Darden Smith, Extra Extra
You spend years writing songs, finally getting that recording contract, then spending weeks or months recording. The label seems excited about the record, telling you that you're gonna be the next big thing, and when you finally hold that CD in your hand and hear your songs on the local radio you know that you've made it. Except that the record seems to have disappeared in just a few weeks, failing to ignite, and you're back to touring and writing and recording. Maybe the second record sells a little bit better than the first, maybe you get some airplay on one of the music video stations or an invite to be interviewed on NPR, and you think, this one will be the one that breaks you, that makes it big. But it doesn't, and maybe you change labels and repeat it all again.
That kind of always on the verge of making it big and being disappointed can be almost harder to take than never getting the chance to make the record in the first place. It's the kind of despair that has driven some artists to suicide (in the case of Nick Drake, for example, at least a deep enough depression that may or may not have led to suicide) or simply to quit making records or even retool their expectations (I'm thinking here of Aimee Mann, who switched to releasing CDs on her own label, where she makes more money off selling 50k albums than when she sold 500k with the major label). The problem is that when an artist looks back over those two, three, or four albums that almost were, they see all those darling songs, that if only the artist had produced a different way, if only those songs had a different sound, then people would have heard how good they were.
That kind of thinking is what leads to many a live album (although many live albums are also released simply as ways to fulfill contractual obligations), the best example of which is Billy Joel's Songs from the Attic where he resurrected a number of songs from his back catalog and presented them in much better arrangements and productions, utilizing the live stage to provide the excitement that many of the songs had lacked in their appearances on his albums. The Unplugged sesssions in the 90s was the latest method by which an artist could get people to listen to those old songs with new ears, a trend that reached its logical conclusion with Alanis Morissette covering her entire breakthrough album, Jagged Little Pill, in an acoustic version that was sold at Starbucks. In that case, it was a case of overkill, and detracted from the much stronger unplugged effort that Morissette had done for MTV where she had tried to get people to actually listen to songs she had recorded since that album.

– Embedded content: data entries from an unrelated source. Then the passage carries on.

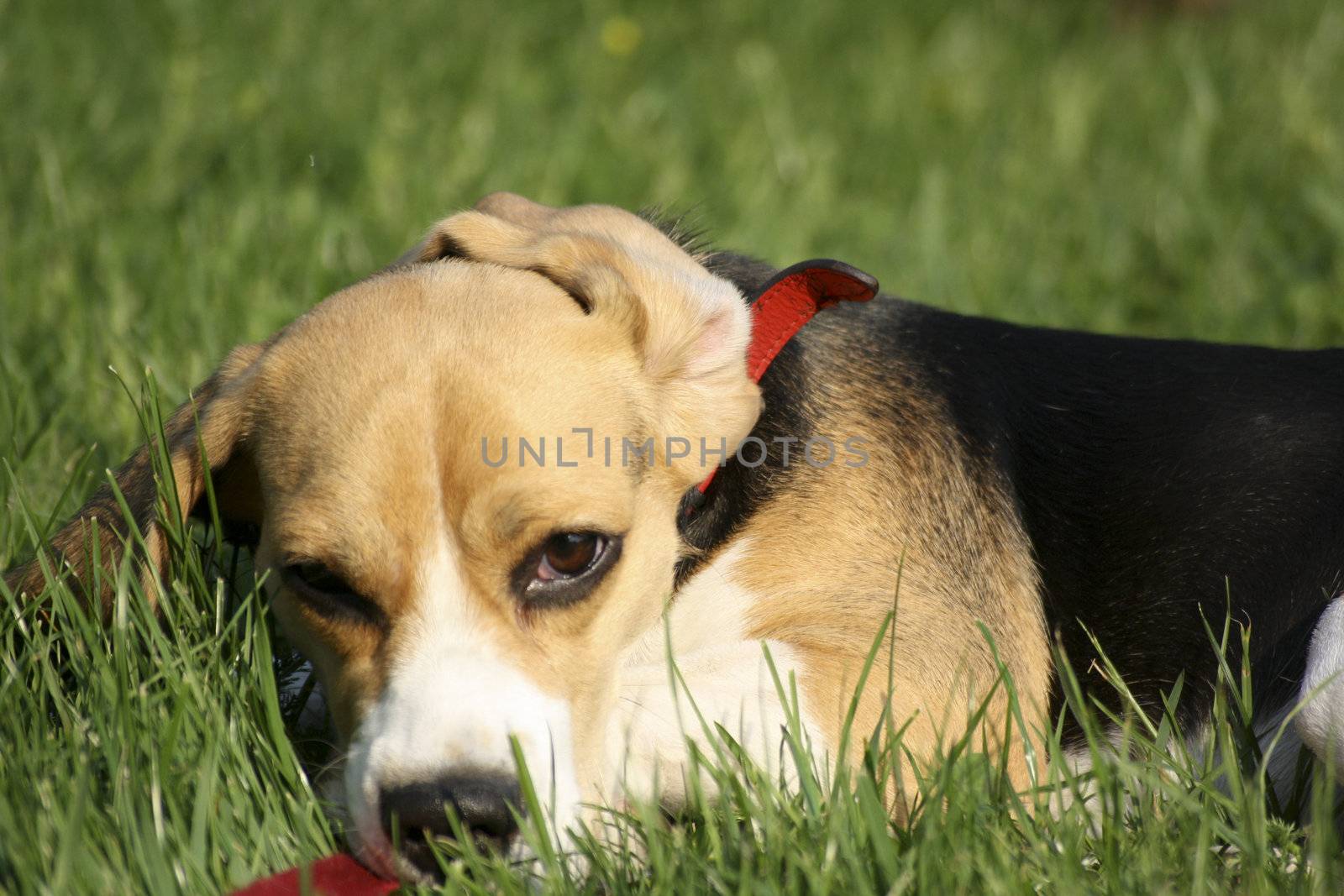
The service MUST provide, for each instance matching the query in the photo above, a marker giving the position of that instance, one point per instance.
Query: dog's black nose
(417, 812)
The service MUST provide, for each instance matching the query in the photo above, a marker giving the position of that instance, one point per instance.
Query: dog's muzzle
(486, 805)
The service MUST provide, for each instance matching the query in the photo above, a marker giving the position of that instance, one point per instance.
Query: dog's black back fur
(1159, 483)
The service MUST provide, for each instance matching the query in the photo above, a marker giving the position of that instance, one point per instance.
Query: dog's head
(465, 473)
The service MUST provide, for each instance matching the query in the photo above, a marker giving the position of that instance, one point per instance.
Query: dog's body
(1008, 481)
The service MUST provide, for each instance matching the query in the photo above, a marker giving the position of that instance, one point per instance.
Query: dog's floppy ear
(214, 423)
(690, 327)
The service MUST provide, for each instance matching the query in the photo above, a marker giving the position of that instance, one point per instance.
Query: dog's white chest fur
(721, 678)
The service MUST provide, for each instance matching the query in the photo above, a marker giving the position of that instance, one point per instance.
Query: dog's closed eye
(564, 569)
(329, 595)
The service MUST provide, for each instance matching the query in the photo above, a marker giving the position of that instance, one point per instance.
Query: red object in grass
(336, 875)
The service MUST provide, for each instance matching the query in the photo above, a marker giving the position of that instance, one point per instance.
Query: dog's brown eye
(566, 567)
(569, 555)
(331, 595)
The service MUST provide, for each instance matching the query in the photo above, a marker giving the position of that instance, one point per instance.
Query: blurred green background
(176, 177)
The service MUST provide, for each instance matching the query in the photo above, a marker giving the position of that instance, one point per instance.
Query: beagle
(470, 484)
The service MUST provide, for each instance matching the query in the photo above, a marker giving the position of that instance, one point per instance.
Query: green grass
(179, 177)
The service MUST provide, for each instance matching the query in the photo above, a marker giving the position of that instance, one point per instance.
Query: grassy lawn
(179, 177)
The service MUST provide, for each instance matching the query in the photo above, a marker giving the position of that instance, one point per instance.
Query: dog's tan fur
(353, 438)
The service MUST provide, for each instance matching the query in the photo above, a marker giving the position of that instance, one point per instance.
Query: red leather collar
(790, 301)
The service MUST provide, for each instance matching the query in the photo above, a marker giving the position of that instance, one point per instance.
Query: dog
(1011, 492)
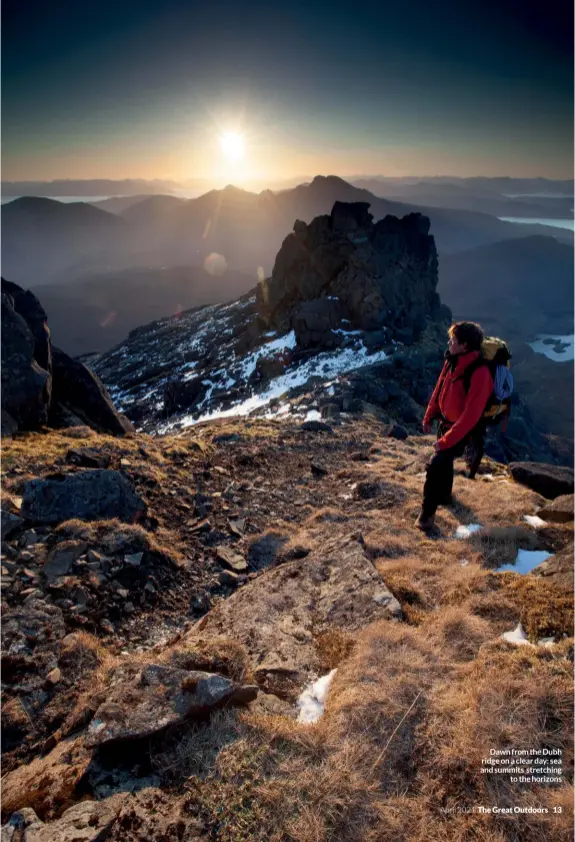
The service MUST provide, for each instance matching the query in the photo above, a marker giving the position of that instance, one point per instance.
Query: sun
(232, 145)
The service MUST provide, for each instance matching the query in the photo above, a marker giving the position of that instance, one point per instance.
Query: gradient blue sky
(144, 88)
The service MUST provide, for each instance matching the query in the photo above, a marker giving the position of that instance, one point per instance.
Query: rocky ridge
(349, 322)
(168, 600)
(41, 385)
(265, 552)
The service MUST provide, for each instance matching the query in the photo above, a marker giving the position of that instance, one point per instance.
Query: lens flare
(232, 145)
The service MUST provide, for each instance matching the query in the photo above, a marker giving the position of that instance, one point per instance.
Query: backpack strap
(465, 378)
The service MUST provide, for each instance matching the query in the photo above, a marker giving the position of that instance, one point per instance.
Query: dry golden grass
(113, 536)
(544, 609)
(414, 706)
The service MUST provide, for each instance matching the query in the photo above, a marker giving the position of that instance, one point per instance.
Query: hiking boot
(425, 523)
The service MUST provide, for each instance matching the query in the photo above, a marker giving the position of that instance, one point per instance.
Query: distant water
(555, 223)
(6, 199)
(67, 199)
(560, 349)
(538, 195)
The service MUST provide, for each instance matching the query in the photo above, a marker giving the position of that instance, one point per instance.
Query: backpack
(495, 354)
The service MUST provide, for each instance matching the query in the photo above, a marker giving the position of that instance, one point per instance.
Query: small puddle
(525, 562)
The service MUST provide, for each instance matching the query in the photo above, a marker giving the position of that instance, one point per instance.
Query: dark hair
(467, 333)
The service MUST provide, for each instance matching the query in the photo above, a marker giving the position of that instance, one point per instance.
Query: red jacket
(449, 398)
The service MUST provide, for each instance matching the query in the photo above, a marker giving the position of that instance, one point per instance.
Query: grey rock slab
(9, 523)
(233, 560)
(62, 558)
(88, 821)
(277, 614)
(87, 495)
(162, 696)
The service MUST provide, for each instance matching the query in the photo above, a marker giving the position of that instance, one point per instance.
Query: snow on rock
(464, 531)
(525, 562)
(313, 415)
(311, 702)
(325, 364)
(534, 520)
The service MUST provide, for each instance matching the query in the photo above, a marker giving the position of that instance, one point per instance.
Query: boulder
(88, 457)
(25, 384)
(88, 821)
(559, 511)
(277, 616)
(61, 559)
(87, 495)
(162, 696)
(48, 781)
(558, 569)
(10, 523)
(550, 481)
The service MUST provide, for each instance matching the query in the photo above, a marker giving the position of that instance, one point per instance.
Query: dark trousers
(439, 480)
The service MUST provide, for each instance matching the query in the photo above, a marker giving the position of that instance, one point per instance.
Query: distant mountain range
(99, 313)
(45, 241)
(521, 198)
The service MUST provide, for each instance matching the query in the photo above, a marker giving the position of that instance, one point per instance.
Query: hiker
(459, 412)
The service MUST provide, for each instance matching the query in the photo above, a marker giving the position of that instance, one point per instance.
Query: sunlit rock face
(359, 276)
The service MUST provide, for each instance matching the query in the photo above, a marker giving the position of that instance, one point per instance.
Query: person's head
(465, 337)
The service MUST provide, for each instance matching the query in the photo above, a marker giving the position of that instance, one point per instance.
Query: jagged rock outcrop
(342, 272)
(42, 385)
(162, 696)
(548, 480)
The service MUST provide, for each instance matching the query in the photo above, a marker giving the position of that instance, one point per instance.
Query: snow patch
(464, 531)
(329, 363)
(534, 520)
(313, 415)
(517, 636)
(311, 702)
(525, 562)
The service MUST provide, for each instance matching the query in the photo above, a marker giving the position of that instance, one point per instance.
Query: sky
(146, 89)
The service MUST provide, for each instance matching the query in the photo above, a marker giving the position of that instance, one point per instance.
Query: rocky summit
(348, 322)
(222, 624)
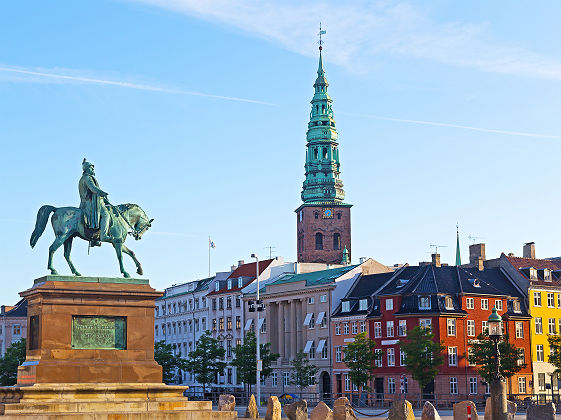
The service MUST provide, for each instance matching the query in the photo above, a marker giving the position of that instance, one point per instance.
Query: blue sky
(197, 110)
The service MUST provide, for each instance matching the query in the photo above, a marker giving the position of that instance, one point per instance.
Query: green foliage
(14, 357)
(360, 359)
(245, 359)
(483, 355)
(302, 372)
(205, 362)
(423, 355)
(163, 355)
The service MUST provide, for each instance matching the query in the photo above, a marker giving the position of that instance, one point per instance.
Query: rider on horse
(93, 203)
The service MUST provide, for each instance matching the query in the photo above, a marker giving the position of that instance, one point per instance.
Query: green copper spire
(458, 258)
(322, 184)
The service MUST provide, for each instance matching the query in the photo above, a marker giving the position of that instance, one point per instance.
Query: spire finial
(321, 32)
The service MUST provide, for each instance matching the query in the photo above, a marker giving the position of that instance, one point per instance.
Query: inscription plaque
(99, 332)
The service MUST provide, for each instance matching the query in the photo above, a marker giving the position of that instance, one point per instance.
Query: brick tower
(323, 220)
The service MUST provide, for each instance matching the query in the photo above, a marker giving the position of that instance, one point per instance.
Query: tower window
(319, 241)
(337, 241)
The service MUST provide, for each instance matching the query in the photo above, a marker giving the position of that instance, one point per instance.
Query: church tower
(323, 220)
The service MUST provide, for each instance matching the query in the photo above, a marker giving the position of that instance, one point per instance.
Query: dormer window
(424, 302)
(363, 304)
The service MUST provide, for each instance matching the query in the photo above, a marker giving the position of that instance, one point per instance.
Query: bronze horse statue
(68, 223)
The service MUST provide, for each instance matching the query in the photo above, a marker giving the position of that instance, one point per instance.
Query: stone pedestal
(90, 355)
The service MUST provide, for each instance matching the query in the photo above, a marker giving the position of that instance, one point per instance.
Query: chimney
(529, 250)
(435, 260)
(476, 251)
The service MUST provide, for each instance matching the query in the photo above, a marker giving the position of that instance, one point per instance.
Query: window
(338, 357)
(319, 241)
(452, 356)
(389, 328)
(519, 329)
(453, 385)
(378, 360)
(473, 385)
(521, 385)
(537, 299)
(336, 241)
(391, 356)
(471, 328)
(539, 353)
(391, 385)
(538, 325)
(389, 304)
(402, 328)
(451, 326)
(377, 329)
(424, 302)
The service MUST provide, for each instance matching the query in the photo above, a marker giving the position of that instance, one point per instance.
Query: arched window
(336, 241)
(319, 241)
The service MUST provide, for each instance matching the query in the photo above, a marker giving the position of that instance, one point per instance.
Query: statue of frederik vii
(96, 221)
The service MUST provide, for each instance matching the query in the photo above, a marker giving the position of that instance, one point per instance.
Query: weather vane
(321, 32)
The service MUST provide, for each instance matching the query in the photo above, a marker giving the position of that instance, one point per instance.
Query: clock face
(327, 213)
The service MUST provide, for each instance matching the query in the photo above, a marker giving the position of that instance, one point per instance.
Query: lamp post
(257, 333)
(498, 385)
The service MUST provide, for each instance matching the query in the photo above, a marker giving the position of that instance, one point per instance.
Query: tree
(483, 355)
(303, 372)
(245, 360)
(360, 358)
(14, 357)
(206, 361)
(163, 355)
(423, 355)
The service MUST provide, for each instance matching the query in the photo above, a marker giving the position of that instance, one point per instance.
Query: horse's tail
(41, 223)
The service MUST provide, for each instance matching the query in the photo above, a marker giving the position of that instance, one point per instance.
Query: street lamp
(498, 385)
(257, 333)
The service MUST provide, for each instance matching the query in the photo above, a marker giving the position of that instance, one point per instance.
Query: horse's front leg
(119, 250)
(127, 251)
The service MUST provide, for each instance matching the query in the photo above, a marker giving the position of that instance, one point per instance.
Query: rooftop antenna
(270, 248)
(436, 246)
(321, 32)
(474, 238)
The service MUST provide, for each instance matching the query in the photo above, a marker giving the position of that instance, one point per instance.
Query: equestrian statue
(95, 221)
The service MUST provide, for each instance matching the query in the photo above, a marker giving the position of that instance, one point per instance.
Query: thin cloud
(358, 31)
(463, 127)
(68, 78)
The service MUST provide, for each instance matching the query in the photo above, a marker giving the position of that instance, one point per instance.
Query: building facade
(323, 221)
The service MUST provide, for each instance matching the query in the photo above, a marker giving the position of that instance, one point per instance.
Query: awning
(248, 324)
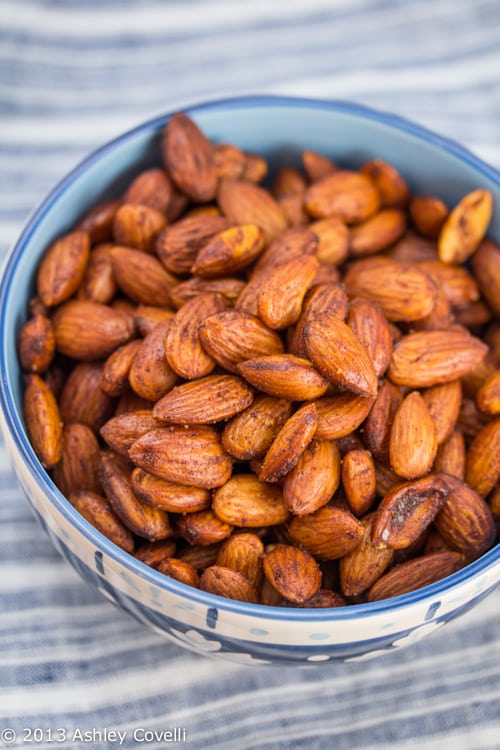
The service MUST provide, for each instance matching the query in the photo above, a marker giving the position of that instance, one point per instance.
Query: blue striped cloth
(75, 670)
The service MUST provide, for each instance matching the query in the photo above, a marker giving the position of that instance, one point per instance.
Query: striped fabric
(74, 74)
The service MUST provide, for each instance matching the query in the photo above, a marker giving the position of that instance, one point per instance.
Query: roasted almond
(88, 331)
(413, 441)
(350, 196)
(247, 502)
(43, 420)
(62, 268)
(191, 455)
(407, 510)
(289, 444)
(465, 521)
(465, 227)
(243, 202)
(339, 355)
(329, 533)
(314, 478)
(250, 434)
(188, 156)
(427, 358)
(204, 401)
(232, 337)
(284, 376)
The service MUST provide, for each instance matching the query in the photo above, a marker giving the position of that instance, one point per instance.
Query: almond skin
(289, 444)
(329, 533)
(62, 268)
(204, 401)
(314, 478)
(169, 496)
(414, 574)
(86, 330)
(230, 251)
(188, 156)
(427, 358)
(284, 376)
(348, 195)
(243, 202)
(191, 456)
(250, 434)
(407, 510)
(247, 502)
(413, 442)
(183, 348)
(43, 421)
(98, 512)
(338, 354)
(293, 572)
(232, 336)
(465, 521)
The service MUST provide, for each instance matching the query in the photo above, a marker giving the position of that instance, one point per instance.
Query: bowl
(249, 634)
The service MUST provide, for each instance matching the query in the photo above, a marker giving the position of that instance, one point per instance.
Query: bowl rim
(13, 422)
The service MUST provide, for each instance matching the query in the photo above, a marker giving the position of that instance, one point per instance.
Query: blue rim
(16, 427)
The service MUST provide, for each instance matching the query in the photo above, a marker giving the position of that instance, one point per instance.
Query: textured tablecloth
(73, 74)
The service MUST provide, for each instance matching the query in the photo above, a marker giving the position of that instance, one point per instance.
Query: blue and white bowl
(279, 128)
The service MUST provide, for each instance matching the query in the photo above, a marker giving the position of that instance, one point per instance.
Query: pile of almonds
(285, 395)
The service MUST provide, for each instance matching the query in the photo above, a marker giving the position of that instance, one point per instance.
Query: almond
(62, 268)
(179, 244)
(350, 196)
(230, 251)
(428, 215)
(392, 187)
(427, 358)
(98, 512)
(148, 523)
(465, 521)
(483, 459)
(465, 227)
(247, 502)
(141, 276)
(204, 401)
(170, 496)
(191, 455)
(36, 344)
(338, 416)
(414, 574)
(407, 510)
(413, 442)
(202, 528)
(282, 291)
(243, 202)
(250, 434)
(289, 444)
(372, 330)
(284, 376)
(293, 572)
(188, 156)
(338, 354)
(232, 336)
(358, 480)
(183, 348)
(314, 478)
(137, 226)
(361, 567)
(228, 583)
(402, 292)
(43, 421)
(86, 330)
(78, 468)
(329, 533)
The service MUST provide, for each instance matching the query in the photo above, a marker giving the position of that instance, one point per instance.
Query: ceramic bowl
(279, 128)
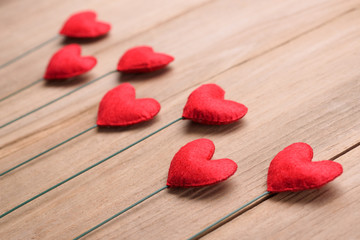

Extra Extra is similar to both Joel's and Morissette's efforts, wherein Darden Smith went on an archaeological expedition to unearth songs of his that had been buried in time and forgotten, providing new spins on them. While not live (with the exception of one song, "Talk to Me"), Darden's covers of his own songs drop much of the production that had originally been used on the songs to try and make them more immediate. None of the songs here sound like they used much more than four tracks to record them, and sometimes sound like they had been recorded live in the studio. All of the arrangements are different than the originals, and most of 'em sound like they had been slowed down, something that fits in with the direction Darden had been heading with his most recent albums, which exchanged the full band with background singers for the introspective folk singer-songwriter. The song that this works best on is "Loving Arms," which is just an electric bass, Darden on piano, and his voice. (This is one of those cases where I really wish I could play the piano by ear so I could work out the piano part of this song, which is about as perfect a piano love song as you can get.) Other songs it doesn't work quite so well on, as the original of "Frankie and Sue" has much more of a bounce in its full-blown production and "Midnight Train" which loses a lot of the building drive that characterizes the original.
None of the songs came from his debut release, Native Soil, which is unfortunate because it is probably the one album of his that had songs that needed saving, but I guess he felt he had already done that service when he re-recorded three of them for his next release, the eponymous Darden Smith, which provides two of the songs for Extra Extra. Nothing was picked from his collaborative effort with Boo Hewerdine, but that may have been for contractual reasons. Four each are culled from the next two albums, Trouble No More and Little Victories, and the remaining two come from Deep Fantastic Blue. As such, Extra Extra is like a greatest misses compilation for Darden Smith, and worthwhile for introducing people to him. With the exception of "Loving Arms," however, I like every original better than its version here, so it fails in its rehabilitation of his catalog for me, but then I'm a fan of all those albums and not someone who had missed them upon their first release; that is, this album wasn't meant for me. I do enjoy it, however, in much the same way that I listen to a live album, because it provides that thrill of recognition of your favorite song, but enough variation that makes the song fresh and alive.